As a serious critic steeped in the magazine era, one learns to evaluate a game on three axes: idea, execution, and value. The Walking Dead: Destinies is strong in idea and weak, by a significant margin, in execution. The ambition to offer players branching timelines and to let them inhabit both the heroes and villains of a beloved TV era is commendable. Flux Games made several sensible production choices: focusing on the first four seasons, implementing character skill trees, and courting original cast members for authenticity.

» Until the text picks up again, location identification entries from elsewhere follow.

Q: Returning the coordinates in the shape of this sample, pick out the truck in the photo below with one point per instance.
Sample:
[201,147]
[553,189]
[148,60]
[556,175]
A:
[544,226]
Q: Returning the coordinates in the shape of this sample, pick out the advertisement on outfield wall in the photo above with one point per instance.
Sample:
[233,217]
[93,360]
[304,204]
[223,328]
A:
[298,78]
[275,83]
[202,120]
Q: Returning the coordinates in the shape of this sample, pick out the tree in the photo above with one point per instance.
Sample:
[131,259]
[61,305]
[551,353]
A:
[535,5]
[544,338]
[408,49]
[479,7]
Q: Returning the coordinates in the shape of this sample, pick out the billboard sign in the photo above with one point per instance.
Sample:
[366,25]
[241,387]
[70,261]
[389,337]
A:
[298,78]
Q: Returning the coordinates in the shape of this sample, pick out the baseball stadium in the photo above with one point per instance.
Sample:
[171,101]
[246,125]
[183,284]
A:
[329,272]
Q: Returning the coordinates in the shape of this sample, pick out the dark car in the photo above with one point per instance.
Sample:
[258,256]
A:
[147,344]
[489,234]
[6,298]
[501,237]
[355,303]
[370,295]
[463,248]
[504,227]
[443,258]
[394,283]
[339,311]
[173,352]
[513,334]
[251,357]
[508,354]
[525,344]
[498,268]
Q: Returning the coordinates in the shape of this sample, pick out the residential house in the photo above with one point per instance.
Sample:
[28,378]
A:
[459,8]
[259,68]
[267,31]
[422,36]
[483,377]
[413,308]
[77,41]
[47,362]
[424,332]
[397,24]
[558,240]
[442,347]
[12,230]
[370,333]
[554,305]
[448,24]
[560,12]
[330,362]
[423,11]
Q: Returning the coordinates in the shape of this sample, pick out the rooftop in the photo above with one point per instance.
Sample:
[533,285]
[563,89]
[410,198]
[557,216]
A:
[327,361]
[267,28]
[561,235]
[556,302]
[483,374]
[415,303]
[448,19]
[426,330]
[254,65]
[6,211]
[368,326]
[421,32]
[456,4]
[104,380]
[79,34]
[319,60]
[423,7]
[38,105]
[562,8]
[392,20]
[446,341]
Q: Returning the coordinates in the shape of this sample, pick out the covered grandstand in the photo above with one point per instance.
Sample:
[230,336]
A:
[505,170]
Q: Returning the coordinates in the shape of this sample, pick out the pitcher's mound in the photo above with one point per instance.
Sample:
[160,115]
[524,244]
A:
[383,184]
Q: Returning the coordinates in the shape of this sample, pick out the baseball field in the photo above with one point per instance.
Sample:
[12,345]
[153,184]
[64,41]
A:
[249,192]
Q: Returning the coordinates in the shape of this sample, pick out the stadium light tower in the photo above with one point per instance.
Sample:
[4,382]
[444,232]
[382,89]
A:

The problem is that the building blocks - combat, AI, technical polish, and narrative glue - are too often compromised. When a title receives uniformly negative assessments from the critical community, the cause is rarely a single flaw. Here, the sins are many: broken mechanics, lackluster production values, technical instability, and a failure to make the promise of divergent storytelling feel genuinely consequential. If you are a diehard Walking Dead fan who collects every piece of series ephemera, you may find curiosity alone pushes you through a few hours of Destinies to sample 'what if' scenes. For anyone seeking a polished action-adventure experience on the Xbox Series X/S, the recommendation is stern: wait. Let this one be a case study for future licensed games - an instructive caution that nostalgia and a good premise do not absolve a product from the fundamentals of design and craft. In the end, Destinies is less an alternate history than a reminder: the undead only seem scary when the rest of the world is alive and well-made.